Karkara – All Is Dust

Publié par le 25 mars 2024 dans Chroniques, Notre sélection, Toutes les chroniques

(Stolen Body, 22 mars 2024)

Toujours pas remis du (formidable) nouvel album de SLIFT, on a pu apercevoir que la tournée des Toulousains comportaient quelques dates où la première partie est assurée par un autre groupe de la ville rose : Karkara.

Un trio dont l’album précédent (Nowhere Land en 2020) nous était déjà passé entre les oreilles, en bon amateur de sonorités psyché.

Avec ce troisième album, intitulé All Is Dust, on aurait tort de réduire ce groupe à la simple condition de « groupe de première partie ». Si la proximité stylistique avec SLIFT est parfois troublante – les deux groupes partagent d’ailleurs le même vidéaste pour leurs clips – c’est surtout par le biais de quelques sonorités caractéristiques : riffs fuzzy, délires à la wah-wah, explosions stridentes ou un traitement vocal singulier. Et cette combinaison instable mais imparable de heavy rock et de musique hypnotique. Entre stoner, doom et psyché voire krautrock. Sur des titres qui se foutent bien du chronomètre (ici six titres pour 45 minutes). Si l’on s’attarde un peu sur l’artwork, on pourra peut-être, et même sans prise de substance psychotrope, se souvenir de la pochette d’un autre grand disque, Polygondwanaland, des australiens (fous) de King Gizzard & The Lizard Wizard. Et si leur influence se fait plus diffuse sur ce nouveau disque, une vibe orientale subsiste parfois rappelant alors aussi le Flying Microtonal Banana des Aussies. Les neuf minutes inaugurales de « Monoliths » constituent ainsi le début d’odyssée sonore parfaite. Sur une base rythmique basse-batterie au cordeau, la guitare tresse des arabesques psyché comme autant de méandres dans ces paysages désolés qu’évoquent les textes. Le disque évoque en effet le périple d’un personnage vers Anthropia, cité utopique, dans un univers post-apocalyptique où l’humanité a épuisé ses dernières ressources.

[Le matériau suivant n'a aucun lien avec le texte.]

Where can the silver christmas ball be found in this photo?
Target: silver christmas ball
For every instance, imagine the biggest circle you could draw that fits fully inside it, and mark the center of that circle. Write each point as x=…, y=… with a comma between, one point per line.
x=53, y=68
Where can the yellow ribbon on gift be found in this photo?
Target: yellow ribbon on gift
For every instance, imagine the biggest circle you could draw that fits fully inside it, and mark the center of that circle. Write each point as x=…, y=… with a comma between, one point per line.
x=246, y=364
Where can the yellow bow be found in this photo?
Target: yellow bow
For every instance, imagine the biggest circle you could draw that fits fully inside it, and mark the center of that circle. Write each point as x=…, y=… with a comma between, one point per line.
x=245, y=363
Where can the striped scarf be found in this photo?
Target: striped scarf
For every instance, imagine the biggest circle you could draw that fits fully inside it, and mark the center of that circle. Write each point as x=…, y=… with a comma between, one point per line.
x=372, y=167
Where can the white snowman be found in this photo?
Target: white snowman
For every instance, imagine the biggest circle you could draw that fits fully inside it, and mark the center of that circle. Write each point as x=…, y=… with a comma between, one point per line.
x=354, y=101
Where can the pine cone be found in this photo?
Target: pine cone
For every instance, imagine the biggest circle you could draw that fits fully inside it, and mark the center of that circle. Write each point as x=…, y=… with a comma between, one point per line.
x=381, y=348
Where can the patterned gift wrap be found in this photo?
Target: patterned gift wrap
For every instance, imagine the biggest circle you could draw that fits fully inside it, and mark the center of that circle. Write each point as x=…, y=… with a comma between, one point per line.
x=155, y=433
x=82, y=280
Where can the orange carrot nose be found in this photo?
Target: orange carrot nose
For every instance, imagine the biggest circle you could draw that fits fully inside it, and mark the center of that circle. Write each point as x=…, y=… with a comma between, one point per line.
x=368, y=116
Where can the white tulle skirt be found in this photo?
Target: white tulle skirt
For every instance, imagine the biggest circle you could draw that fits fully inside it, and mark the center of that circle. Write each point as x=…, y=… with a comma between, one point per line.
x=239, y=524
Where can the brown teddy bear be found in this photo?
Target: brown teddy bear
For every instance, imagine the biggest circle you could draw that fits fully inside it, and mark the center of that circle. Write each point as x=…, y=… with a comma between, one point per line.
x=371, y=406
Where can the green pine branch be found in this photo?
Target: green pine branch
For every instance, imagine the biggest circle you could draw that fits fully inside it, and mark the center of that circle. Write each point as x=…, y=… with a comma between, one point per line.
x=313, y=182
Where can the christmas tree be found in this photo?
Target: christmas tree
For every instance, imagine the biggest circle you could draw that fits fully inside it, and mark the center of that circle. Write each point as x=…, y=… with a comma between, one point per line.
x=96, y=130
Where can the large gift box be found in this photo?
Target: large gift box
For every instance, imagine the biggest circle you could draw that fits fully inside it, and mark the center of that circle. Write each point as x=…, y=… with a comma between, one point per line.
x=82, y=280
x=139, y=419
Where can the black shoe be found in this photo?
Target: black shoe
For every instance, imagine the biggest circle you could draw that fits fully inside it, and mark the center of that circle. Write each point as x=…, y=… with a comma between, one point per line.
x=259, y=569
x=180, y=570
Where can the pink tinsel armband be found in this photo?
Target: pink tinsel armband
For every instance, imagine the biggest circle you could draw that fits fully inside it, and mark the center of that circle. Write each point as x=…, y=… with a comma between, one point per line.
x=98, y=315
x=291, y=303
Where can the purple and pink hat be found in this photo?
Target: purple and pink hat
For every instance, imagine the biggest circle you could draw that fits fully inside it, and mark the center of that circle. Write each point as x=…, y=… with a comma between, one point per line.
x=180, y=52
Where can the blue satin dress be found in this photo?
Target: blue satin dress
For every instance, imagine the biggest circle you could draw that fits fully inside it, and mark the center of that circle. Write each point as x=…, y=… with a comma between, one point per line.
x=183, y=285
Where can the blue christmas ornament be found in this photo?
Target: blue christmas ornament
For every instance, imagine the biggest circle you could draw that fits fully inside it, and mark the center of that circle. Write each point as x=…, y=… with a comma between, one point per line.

Les riffs rectilignes et urgents de « The Chase » tracent les lignes de cette fuite désespérée.

« I must be in hell
Empty of souls
It’s just a pile of waste
Inside the city walls…
… I’m gonna start the race
They’re gonna start the chase
I need to lose the wolfs »

Et si le titre semble alors ralentir comme pour reprendre haleine, un saxophone menaçant vient déchirer tout espoir d’accalmie dans un final dantesque. Nous voilà « On Edge ». La tension ne retombe jamais, le trio jouant habilement avec les ambiances d’un riff triomphant à un souffle synthétique inquiet. Mais survient alors « Moonshiner » qui s’ouvre sur des bribes électroniques comme des chants d’oiseaux. Le vent a chassé les nuages et l’espoir semble renaître tout le long de ces (presque) dix minutes. 

« Now I’m free
It’s beautiful
I finally see
My blessing place »

La basse ronde et une batterie sûre tressent un canevas rythmique sur lequel la guitare tisse nombre de motifs mélodiques que n’auraient pas renié quelques Australiens déjà évoqués plus tôt. Plus les écoutes avancent, plus il semble que ce titre marque un point de bascule dans ce périple sonore, pour une deuxième partie de disque plus lumineuse. Et c’est tout naturellement le titre le plus triomphal avec le refrain le plus marquant que l’on retrouve ensuite. Soit « Anthropia » et ses sept minutes parfaites, un single sorti il y a déjà un mois. Mais le trio nous réservait encore quelques surprises sur le conclusif « All Is Dust ». Huit minutes d’un nouveau road trip sonore entre hurlements sauvages (« All is dust, no way »)… et l’incursion presque incongrue d’une trompette hispanisante ! Comme un air de Calexico dans Mad Max. Déroutant mais assez jouissif. Et cette même sensation que chez SLIFT : un trio en osmose qui ose tout. Des accords massifs annoncent pourtant le glas, inévitable, déclamé par une voix robotique :

« After all he has seen
Walking thought losted lands
Researching tirelessly
For a new Holy land
He realized with no words
But despair and disgust
From the beloved old world
All is gone All is dust »

En guise de conclusion, dans les crédits du disque, le groupe définit cet enregistrement comme une expérience immersive. Et conseille à l’auditeur : « Play it loud and appreciate the chaos around you. » 

Pas mieux. SLIFT nous avait invités à lever les yeux vers les étoiles. Karkara nous rattrape par la manche et nous ramène à notre pauvre condition de terrien.